Sometimes, there is good news. Sometimes, “the system” works the way it is supposed to. For instance, back in June, an Administrative Law Judge awarded Empire District Electric Co. basically everything it requested - one of the largest rate increases in Oklahoma history! The ALJ had awarded an approximate 31 percent increase in the base rates and a 20 percent increase to the electric bills of the 4,689 customers in and around 10 cities and towns in Ottawa, Delaware and Craig counties. It would have been devastating to many families, the schools, churches, municipalities and businesses that are all customers. It would have hurt the whole area, not just its customers. But our local folks continued the fight against the Canadian owned utility giant to the Oklahoma Corporation Commission, the last step before going to court. We took a two pronged approach to beat this overreaching: a legal battle led by Tulsa attorney Tom Schroedter for the Oklahoma Industrial Energy Consumers, a group of local industries and Tribes that put up the money for the legal fight, and a public relations campaign. Both were necessary, and working together, it appears we were successful. I am very proud of our citizens and businesses that helped.

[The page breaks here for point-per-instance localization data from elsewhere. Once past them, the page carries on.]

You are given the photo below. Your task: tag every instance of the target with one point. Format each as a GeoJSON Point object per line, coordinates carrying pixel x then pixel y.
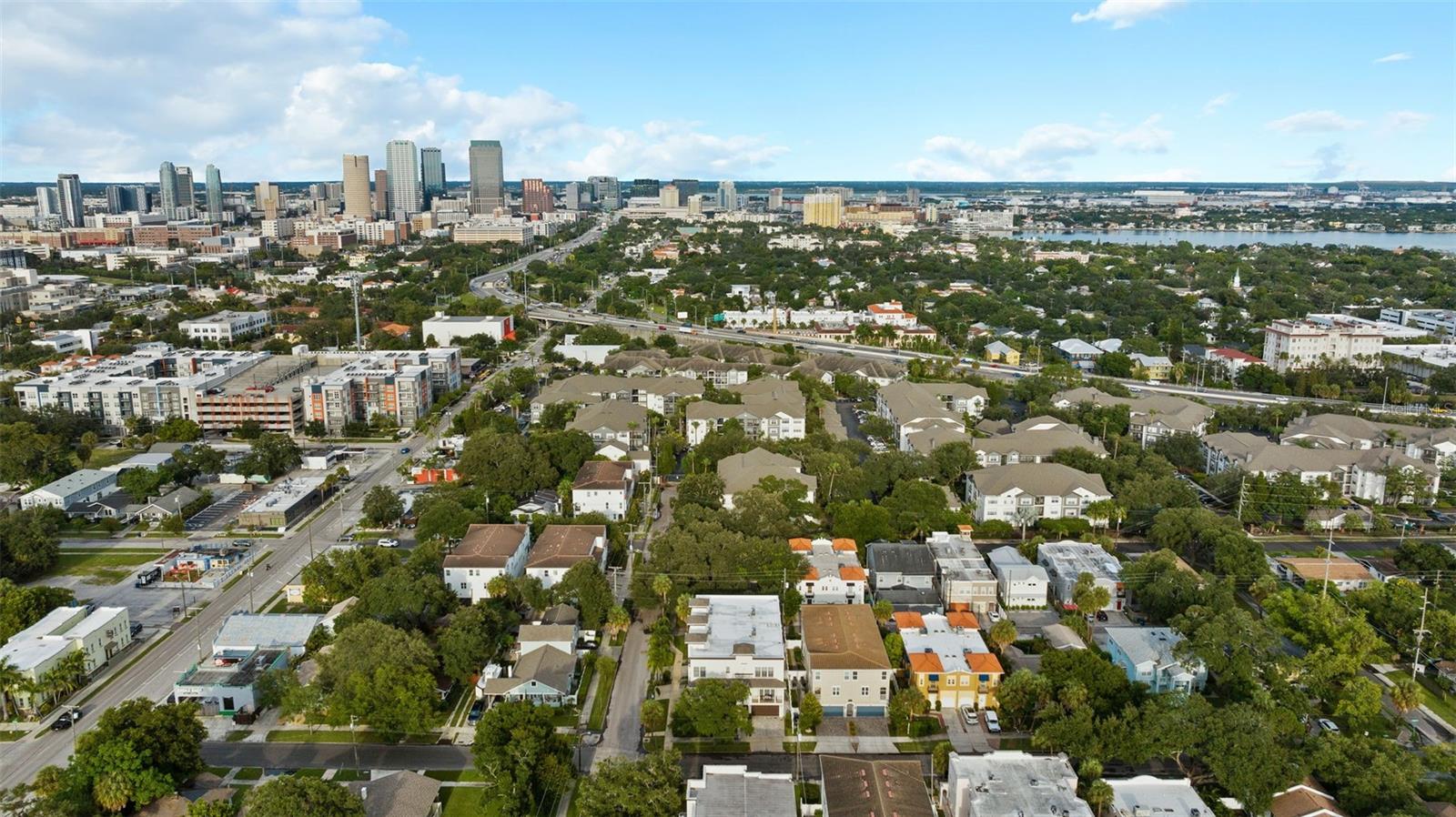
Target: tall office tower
{"type": "Point", "coordinates": [268, 198]}
{"type": "Point", "coordinates": [608, 191]}
{"type": "Point", "coordinates": [356, 187]}
{"type": "Point", "coordinates": [69, 193]}
{"type": "Point", "coordinates": [538, 197]}
{"type": "Point", "coordinates": [823, 208]}
{"type": "Point", "coordinates": [431, 172]}
{"type": "Point", "coordinates": [686, 188]}
{"type": "Point", "coordinates": [728, 196]}
{"type": "Point", "coordinates": [167, 201]}
{"type": "Point", "coordinates": [215, 193]}
{"type": "Point", "coordinates": [487, 175]}
{"type": "Point", "coordinates": [380, 193]}
{"type": "Point", "coordinates": [645, 187]}
{"type": "Point", "coordinates": [407, 194]}
{"type": "Point", "coordinates": [187, 189]}
{"type": "Point", "coordinates": [47, 203]}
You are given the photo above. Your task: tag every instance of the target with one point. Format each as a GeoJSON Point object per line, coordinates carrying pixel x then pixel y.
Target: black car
{"type": "Point", "coordinates": [67, 720]}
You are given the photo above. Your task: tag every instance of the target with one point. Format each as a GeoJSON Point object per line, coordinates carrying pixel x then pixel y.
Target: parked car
{"type": "Point", "coordinates": [992, 721]}
{"type": "Point", "coordinates": [67, 720]}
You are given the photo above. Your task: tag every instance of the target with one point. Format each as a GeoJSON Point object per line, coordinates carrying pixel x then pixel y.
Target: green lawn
{"type": "Point", "coordinates": [104, 565]}
{"type": "Point", "coordinates": [329, 736]}
{"type": "Point", "coordinates": [466, 802]}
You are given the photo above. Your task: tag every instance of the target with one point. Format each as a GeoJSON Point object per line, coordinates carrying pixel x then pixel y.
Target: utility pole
{"type": "Point", "coordinates": [1420, 634]}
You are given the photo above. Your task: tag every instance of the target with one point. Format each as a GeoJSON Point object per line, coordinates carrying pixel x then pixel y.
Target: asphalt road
{"type": "Point", "coordinates": [335, 756]}
{"type": "Point", "coordinates": [155, 673]}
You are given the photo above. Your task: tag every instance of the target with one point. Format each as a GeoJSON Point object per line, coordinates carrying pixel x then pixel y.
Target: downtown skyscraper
{"type": "Point", "coordinates": [69, 194]}
{"type": "Point", "coordinates": [356, 187]}
{"type": "Point", "coordinates": [215, 193]}
{"type": "Point", "coordinates": [405, 187]}
{"type": "Point", "coordinates": [487, 177]}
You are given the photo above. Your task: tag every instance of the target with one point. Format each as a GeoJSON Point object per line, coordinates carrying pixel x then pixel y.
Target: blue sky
{"type": "Point", "coordinates": [1113, 91]}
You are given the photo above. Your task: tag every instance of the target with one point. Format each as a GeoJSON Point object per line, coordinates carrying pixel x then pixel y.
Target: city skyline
{"type": "Point", "coordinates": [1116, 91]}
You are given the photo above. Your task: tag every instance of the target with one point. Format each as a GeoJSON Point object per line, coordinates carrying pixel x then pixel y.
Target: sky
{"type": "Point", "coordinates": [1152, 91]}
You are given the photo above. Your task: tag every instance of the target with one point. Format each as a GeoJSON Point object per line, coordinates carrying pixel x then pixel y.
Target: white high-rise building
{"type": "Point", "coordinates": [407, 193]}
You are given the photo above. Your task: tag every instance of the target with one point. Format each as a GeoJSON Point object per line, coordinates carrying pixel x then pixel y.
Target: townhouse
{"type": "Point", "coordinates": [1147, 654]}
{"type": "Point", "coordinates": [740, 638]}
{"type": "Point", "coordinates": [1026, 492]}
{"type": "Point", "coordinates": [844, 660]}
{"type": "Point", "coordinates": [485, 552]}
{"type": "Point", "coordinates": [834, 574]}
{"type": "Point", "coordinates": [950, 661]}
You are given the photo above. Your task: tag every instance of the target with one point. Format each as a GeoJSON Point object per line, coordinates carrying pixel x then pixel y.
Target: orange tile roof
{"type": "Point", "coordinates": [909, 620]}
{"type": "Point", "coordinates": [963, 620]}
{"type": "Point", "coordinates": [985, 663]}
{"type": "Point", "coordinates": [926, 663]}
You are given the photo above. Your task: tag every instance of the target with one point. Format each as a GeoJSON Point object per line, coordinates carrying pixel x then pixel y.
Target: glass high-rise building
{"type": "Point", "coordinates": [402, 169]}
{"type": "Point", "coordinates": [431, 172]}
{"type": "Point", "coordinates": [69, 196]}
{"type": "Point", "coordinates": [215, 193]}
{"type": "Point", "coordinates": [167, 198]}
{"type": "Point", "coordinates": [487, 175]}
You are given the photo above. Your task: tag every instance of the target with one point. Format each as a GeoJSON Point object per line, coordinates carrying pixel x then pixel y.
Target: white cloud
{"type": "Point", "coordinates": [1147, 137]}
{"type": "Point", "coordinates": [1314, 123]}
{"type": "Point", "coordinates": [1041, 153]}
{"type": "Point", "coordinates": [1409, 121]}
{"type": "Point", "coordinates": [1123, 14]}
{"type": "Point", "coordinates": [1213, 106]}
{"type": "Point", "coordinates": [87, 89]}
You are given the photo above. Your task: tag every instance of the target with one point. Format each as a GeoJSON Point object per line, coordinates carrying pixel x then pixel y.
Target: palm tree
{"type": "Point", "coordinates": [11, 681]}
{"type": "Point", "coordinates": [1405, 693]}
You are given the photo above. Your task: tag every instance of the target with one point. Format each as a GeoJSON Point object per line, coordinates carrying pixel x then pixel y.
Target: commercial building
{"type": "Point", "coordinates": [1067, 561]}
{"type": "Point", "coordinates": [823, 210]}
{"type": "Point", "coordinates": [225, 327]}
{"type": "Point", "coordinates": [734, 791]}
{"type": "Point", "coordinates": [288, 501]}
{"type": "Point", "coordinates": [844, 660]}
{"type": "Point", "coordinates": [1011, 783]}
{"type": "Point", "coordinates": [487, 177]}
{"type": "Point", "coordinates": [740, 638]}
{"type": "Point", "coordinates": [485, 552]}
{"type": "Point", "coordinates": [65, 630]}
{"type": "Point", "coordinates": [356, 187]}
{"type": "Point", "coordinates": [948, 660]}
{"type": "Point", "coordinates": [743, 472]}
{"type": "Point", "coordinates": [564, 547]}
{"type": "Point", "coordinates": [1019, 584]}
{"type": "Point", "coordinates": [1026, 492]}
{"type": "Point", "coordinates": [603, 489]}
{"type": "Point", "coordinates": [446, 329]}
{"type": "Point", "coordinates": [536, 197]}
{"type": "Point", "coordinates": [407, 193]}
{"type": "Point", "coordinates": [834, 574]}
{"type": "Point", "coordinates": [85, 485]}
{"type": "Point", "coordinates": [1147, 654]}
{"type": "Point", "coordinates": [1302, 344]}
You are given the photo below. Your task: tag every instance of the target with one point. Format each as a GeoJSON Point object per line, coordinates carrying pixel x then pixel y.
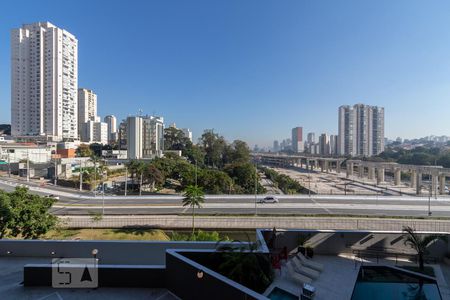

The Corporation Commission was flooded with calls, emails, petitions and letters. City governments and Counties passed resolutions objecting to the requested rate hike. The Miami Regional Chamber of Commerce, led by Steve Gilbert coordinated the effort. AARP got involved on behalf of all the senior citizens on fixed incomes. All our local legislators, State Representatives Chuck Hoskin (D, Vinita) and Josh West (R, Grove) and Senators Wayne Shaw (R, Grove) and Micheal Bergstrom (R, Adair) joined me in letting our opposition to the rate hike be known to the Commissioners. Although the official order has not yet been released, the Commission has let it be known that the ALJ’s award will be rejected and a much more fair and modest increase will be allowed. The Commission will allow Empire to recover the proportionate share of the costs of the federally mandated improvements at their generation facilities from their Oklahoma customers. That makes sense. Congratulations to all who helped.
Secondly, in the wake of the Oklahoma Supreme Court throwing out the tobacco “fee” which everyone knew was nothing more than a tax, designed to balance the budget, there has been some actual, meaningful, bipartisan conversation about how, when the Governor calls the Legislature back into a special session, we can take some long-term steps to help try to fix some of Oklahoma’s budget issues, rather than slapping another band-aid on our catastrophic financial hemorrhaging. House and Senate Democratic leadership has been talking with the Governor’s office and in turn with Senate (Republican) leadership. Since the unanimous tobacco ruling, the Supreme Court has upheld, in a 5-4 opinion, the elimination of a sales tax exemption on new car purchases. But, there is still one more case waiting for the Supreme Court to decide (concerning a new fee/tax on hybrid and electric cars). Once that is done, most legislators believe the Governor will call us back. She will define what issues we can address in the special session and the big question is will she let us try to solve some of the State’s income deficiencies, or will she only let us fill the gaps left by the taxes thrown out by the Supreme Court?
Conspicuous in their absence in those talks, is the House (Republican) leadership. Hopefully, they will want to come to the table, or at least, by pressures from the public and enough of their own caucus members that want to fix the problems, they also will be willing to sit down with the others for some meaningful conversation. Hopefully, based on the conversations that have been going on, the Governor will allow us to try to fix some of the problems. Hopefully, like the NE Oklahoma community did in the Empire case, we can all work together for the benefit of all Oklahomans. Hopefully, this will be one of those times that the system works like it is supposed to.
Psalms 35:10 O LORD, who is like you, who rescue the afflicted from the powerful, the afflicted and needy from the despoiler?